Bonds are difficult to understand unlike equities

The common phrase I hear on bonds is that they are difficult to understand unlike equities. The truth is the opposite, equities are much more complex than bonds, as there is no right or wrong way to value equities and no one can be absolutely sure of the right price of a stock.

Bonds on the other hand are straightforward, you invest in a bond and over the tenure of the bond you get periodic cash flows that are normally constant and at the end of the tenure of the bond you get back your capital.
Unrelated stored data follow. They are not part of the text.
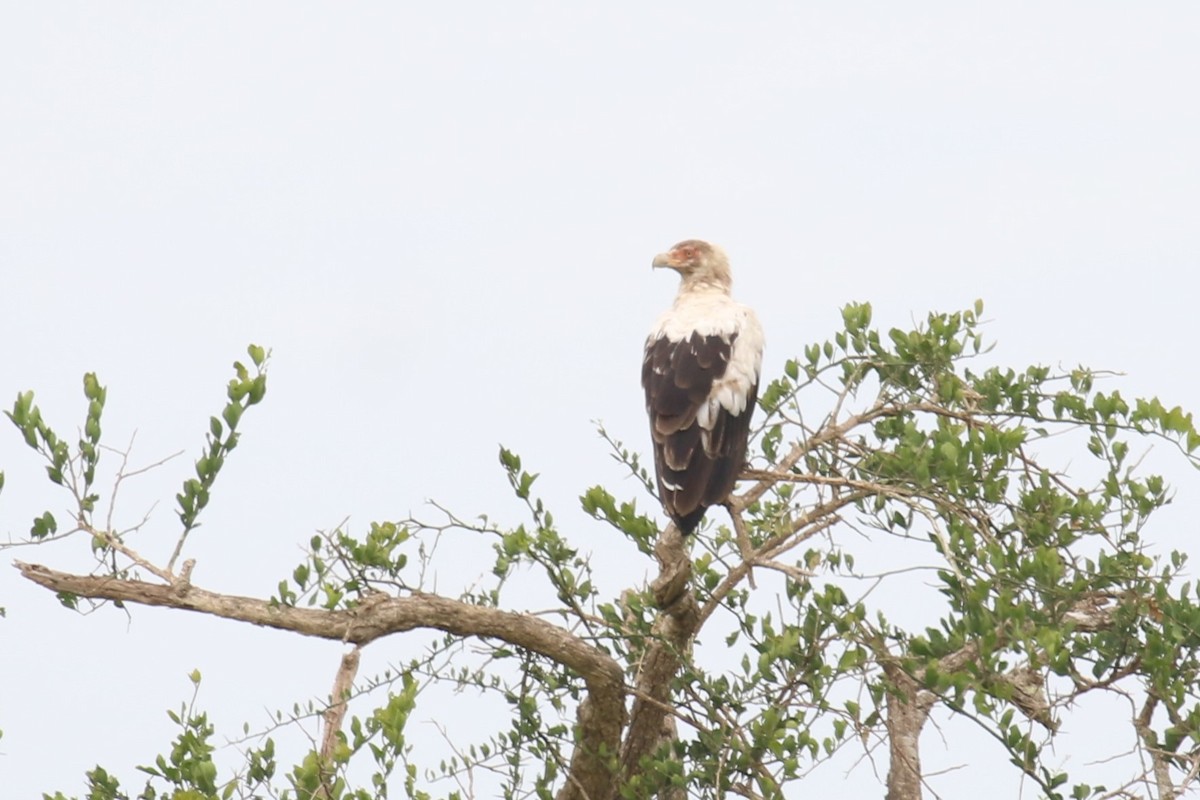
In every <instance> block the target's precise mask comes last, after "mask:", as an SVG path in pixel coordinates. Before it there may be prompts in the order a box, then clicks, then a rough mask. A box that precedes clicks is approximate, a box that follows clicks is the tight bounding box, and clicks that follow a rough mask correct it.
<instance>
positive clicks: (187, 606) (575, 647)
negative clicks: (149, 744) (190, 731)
mask: <svg viewBox="0 0 1200 800" xmlns="http://www.w3.org/2000/svg"><path fill="white" fill-rule="evenodd" d="M680 549H682V545H680ZM14 565H16V567H17V569H18V570H19V571H20V573H22V576H24V577H25V578H28V579H29V581H32V582H34V583H36V584H37V585H40V587H44V588H46V589H49V590H52V591H56V593H67V594H72V595H78V596H80V597H90V599H94V600H115V601H121V602H127V603H139V604H143V606H162V607H166V608H179V609H182V610H193V612H199V613H202V614H212V615H214V616H221V618H224V619H232V620H238V621H241V622H251V624H253V625H262V626H264V627H274V628H276V630H281V631H292V632H294V633H301V634H304V636H314V637H318V638H323V639H331V640H335V642H349V643H352V644H356V645H366V644H370V643H371V642H374V640H376V639H379V638H382V637H385V636H389V634H391V633H402V632H406V631H413V630H416V628H436V630H439V631H445V632H446V633H452V634H456V636H476V637H487V638H496V639H500V640H503V642H508V643H509V644H512V645H516V646H521V648H524V649H527V650H530V651H533V652H536V654H539V655H542V656H546V657H547V658H552V660H554V661H556V662H558V663H560V664H563V666H565V667H568V668H570V669H572V670H575V672H576V673H578V674H580V676H582V678H583V681H584V684H586V685H587V688H588V694H587V697H584V698H583V700H582V702H581V703H580V709H578V744H577V745H576V748H575V754H574V757H572V758H571V769H570V774H569V776H568V780H566V782H565V784H564V786H563V788H562V790H560V792H559V794H558V798H559V800H596V799H598V798H606V796H608V795H610V793H611V790H612V787H613V775H612V765H611V763H610V760H608V759H610V758H611V756H612V754H613V753H617V752H618V750H619V747H620V734H622V730H623V728H624V724H625V704H624V697H625V693H624V680H623V676H622V669H620V667H619V666H618V664H617V662H616V661H613V660H612V658H610V657H608V656H607V655H605V654H604V652H600V651H599V650H596V649H595V648H593V646H590V645H588V644H586V643H584V642H582V640H581V639H580V638H577V637H575V636H574V634H571V633H570V632H568V631H565V630H563V628H560V627H558V626H557V625H552V624H551V622H547V621H545V620H542V619H539V618H536V616H530V615H528V614H517V613H514V612H504V610H499V609H497V608H487V607H484V606H473V604H470V603H466V602H461V601H457V600H450V599H446V597H439V596H438V595H427V594H421V593H413V594H412V595H410V596H407V597H390V596H379V597H378V599H372V601H371V602H366V603H364V604H362V606H360V607H358V608H352V609H348V610H325V609H317V608H293V607H288V606H280V604H277V603H271V602H268V601H265V600H258V599H256V597H242V596H236V595H222V594H216V593H212V591H206V590H204V589H199V588H198V587H194V585H187V587H185V590H184V591H179V590H178V588H175V587H169V585H162V584H155V583H144V582H142V581H122V579H119V578H113V577H110V576H80V575H70V573H66V572H58V571H55V570H50V569H49V567H44V566H41V565H37V564H24V563H20V561H17V563H16V564H14ZM692 602H695V601H692ZM334 699H335V702H336V700H337V698H334Z"/></svg>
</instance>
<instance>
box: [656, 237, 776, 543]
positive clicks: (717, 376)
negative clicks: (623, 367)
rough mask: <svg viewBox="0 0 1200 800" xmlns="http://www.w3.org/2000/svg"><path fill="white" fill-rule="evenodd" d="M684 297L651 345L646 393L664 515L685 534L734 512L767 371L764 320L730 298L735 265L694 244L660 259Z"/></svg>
mask: <svg viewBox="0 0 1200 800" xmlns="http://www.w3.org/2000/svg"><path fill="white" fill-rule="evenodd" d="M653 266H666V267H671V269H673V270H676V271H678V272H679V276H680V281H679V293H678V294H677V295H676V301H674V303H673V305H672V307H671V308H670V311H667V312H666V313H665V314H662V315H661V317H659V319H658V321H655V324H654V326H653V327H652V329H650V335H649V336H648V337H647V339H646V350H644V353H643V357H642V387H643V389H644V390H646V411H647V414H648V416H649V421H650V435H652V437H653V439H654V467H655V473H656V475H658V482H659V495H660V498H661V500H662V507H664V510H666V512H667V513H668V515H670V516H671V518H672V521H673V522H674V523H676V524H677V525H679V529H680V530H682V531H683V533H684V534H690V533H692V531H695V530H696V527H697V525H698V524H700V522H701V521H702V519H703V516H704V512H706V510H707V509H708V507H709V506H712V505H715V504H718V503H724V501H725V500H726V499H727V498H728V497H730V494H731V493H732V491H733V487H734V485H736V483H737V480H738V475H739V473H740V471H742V469H743V467H744V465H745V456H746V445H748V441H749V434H750V417H751V415H752V414H754V407H755V401H756V398H757V392H758V374H760V372H761V369H762V348H763V335H762V326H761V325H760V324H758V319H757V317H755V314H754V312H752V311H750V309H749V308H748V307H745V306H743V305H740V303H737V302H734V301H733V300H732V299H731V296H730V289H731V287H732V277H731V275H730V265H728V258H727V257H726V255H725V253H724V251H721V248H720V247H716V246H715V245H710V243H708V242H703V241H700V240H685V241H682V242H679V243H678V245H676V246H674V247H673V248H671V251H670V252H667V253H660V254H659V255H655V257H654V261H653Z"/></svg>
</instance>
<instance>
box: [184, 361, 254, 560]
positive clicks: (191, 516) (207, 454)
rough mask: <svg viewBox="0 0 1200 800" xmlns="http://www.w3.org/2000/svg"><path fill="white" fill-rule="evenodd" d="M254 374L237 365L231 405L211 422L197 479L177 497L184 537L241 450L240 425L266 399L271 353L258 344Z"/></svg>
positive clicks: (226, 404) (188, 483)
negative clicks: (242, 417)
mask: <svg viewBox="0 0 1200 800" xmlns="http://www.w3.org/2000/svg"><path fill="white" fill-rule="evenodd" d="M247 354H248V355H250V361H251V366H252V367H253V369H254V373H253V374H251V371H250V368H247V367H246V365H244V363H242V362H241V361H235V362H234V365H233V368H234V377H233V379H230V380H229V386H228V387H227V389H226V396H227V397H228V401H229V402H228V403H226V407H224V409H222V411H221V416H220V417H216V416H214V417H210V419H209V432H208V434H206V437H205V439H206V443H205V450H204V455H202V456H200V457H199V458H198V459H197V462H196V477H190V479H187V480H186V481H184V488H182V491H181V492H180V493H179V494H176V495H175V501H176V503H178V504H179V512H178V513H179V521H180V522H181V523H182V524H184V534H185V536H186V534H187V533H188V531H191V530H192V529H194V528H197V527H198V525H199V523H198V522H197V517H199V515H200V511H203V510H204V506H206V505H208V504H209V493H210V492H211V489H212V485H214V483H215V482H216V480H217V474H218V473H220V471H221V468H222V467H224V461H226V457H227V456H228V455H229V452H232V451H233V449H234V447H236V446H238V425H239V423H240V422H241V417H242V415H244V414H245V413H246V410H247V409H248V408H250V407H251V405H257V404H258V403H259V402H262V399H263V397H264V396H265V395H266V362H268V359H270V353H268V351H265V350H264V349H263V348H260V347H258V345H257V344H251V345H250V347H248V348H247Z"/></svg>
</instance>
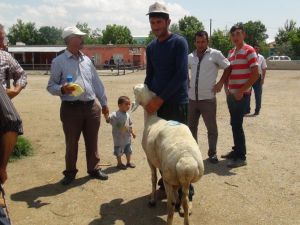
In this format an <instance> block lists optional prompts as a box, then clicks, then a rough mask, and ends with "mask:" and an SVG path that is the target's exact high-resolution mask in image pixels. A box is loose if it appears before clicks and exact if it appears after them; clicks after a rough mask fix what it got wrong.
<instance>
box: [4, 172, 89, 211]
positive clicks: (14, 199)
mask: <svg viewBox="0 0 300 225" xmlns="http://www.w3.org/2000/svg"><path fill="white" fill-rule="evenodd" d="M89 180H90V177H89V176H86V177H81V178H79V179H76V180H75V181H74V182H73V183H71V184H70V185H67V186H64V185H62V184H60V182H57V183H54V184H46V185H43V186H39V187H34V188H31V189H28V190H25V191H20V192H17V193H15V194H12V195H11V196H10V197H11V200H12V201H20V202H26V203H27V205H28V208H41V207H42V206H45V205H48V204H50V203H47V202H42V201H41V200H39V198H40V197H49V196H56V195H59V194H62V193H64V192H66V191H67V190H69V189H72V188H74V187H78V186H81V185H83V184H85V183H86V182H87V181H89Z"/></svg>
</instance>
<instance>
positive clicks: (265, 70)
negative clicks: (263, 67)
mask: <svg viewBox="0 0 300 225" xmlns="http://www.w3.org/2000/svg"><path fill="white" fill-rule="evenodd" d="M266 73H267V70H266V69H262V75H261V82H260V84H261V85H263V84H264V83H265V78H266Z"/></svg>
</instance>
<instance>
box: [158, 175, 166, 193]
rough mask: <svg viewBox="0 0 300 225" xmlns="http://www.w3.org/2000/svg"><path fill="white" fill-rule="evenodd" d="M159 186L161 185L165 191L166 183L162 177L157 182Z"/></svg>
mask: <svg viewBox="0 0 300 225" xmlns="http://www.w3.org/2000/svg"><path fill="white" fill-rule="evenodd" d="M157 184H158V186H159V190H162V191H164V190H165V185H164V181H163V179H162V178H160V179H159V180H158V182H157Z"/></svg>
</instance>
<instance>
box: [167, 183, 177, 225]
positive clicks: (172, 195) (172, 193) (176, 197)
mask: <svg viewBox="0 0 300 225" xmlns="http://www.w3.org/2000/svg"><path fill="white" fill-rule="evenodd" d="M164 185H165V190H166V194H167V201H168V202H167V210H168V218H167V225H172V223H173V217H174V211H175V203H176V198H177V197H178V196H177V191H178V188H177V187H174V186H172V185H170V184H168V183H167V182H166V181H164Z"/></svg>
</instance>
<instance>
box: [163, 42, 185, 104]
mask: <svg viewBox="0 0 300 225" xmlns="http://www.w3.org/2000/svg"><path fill="white" fill-rule="evenodd" d="M175 49H176V69H175V74H174V75H173V77H172V79H171V80H170V81H169V83H168V85H167V86H166V87H165V89H164V91H163V92H162V93H161V94H160V96H159V97H160V98H161V99H163V100H164V101H166V100H168V99H170V98H171V97H172V96H173V95H174V93H176V92H177V91H178V89H180V87H181V86H182V83H183V82H187V81H188V44H187V42H186V40H185V39H181V40H180V41H178V43H177V45H176V46H175Z"/></svg>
The return on the bond is the interest rate offered on the bond at the time of investment, say 6% or 7% or 8%. Equity returns are volatile and you can either lose money or make good returns.

 

Bonds are "Safe"

Given that bonds offer steady cash flows and capital is returned on maturity, bonds are considered safe investments. However the term "safe" depends on many factors such as the strength of the issuer, the maturity period of the bond and various other factors that may place your capital at risk. Investors have lost money in many cases of wrong bond investments

Bonds are "safe" when there is good certainty of the issuer being able to service the bond throughout the tenure of the bond or when inflation in the economy is kept down as high inflation leads to sharp fall in bond prices.

 

Bonds are boring

Bonds are seen as boring as returns are fixed and higher returns are not possible. However, when timed well, bonds can give high returns that can go up to even 20% in a year. An investment in a 30 year maturity government bond, where there is no fear of credit risk, can give returns of 20% when investment is made at a time when interest rates are high. Fall in interest rates by 1% and above can lead to price of the 30 year bond rising by over 10% and capital gains added to interest paid on the bond will giver total returns of 20%.

 

 

 

 

Corporate bonds can also gain in price on improved financial strength of an issuer and markets pricing of the risk of the issuer goes from high to low. There are many other ways that bond investments can give high returns and not be boring.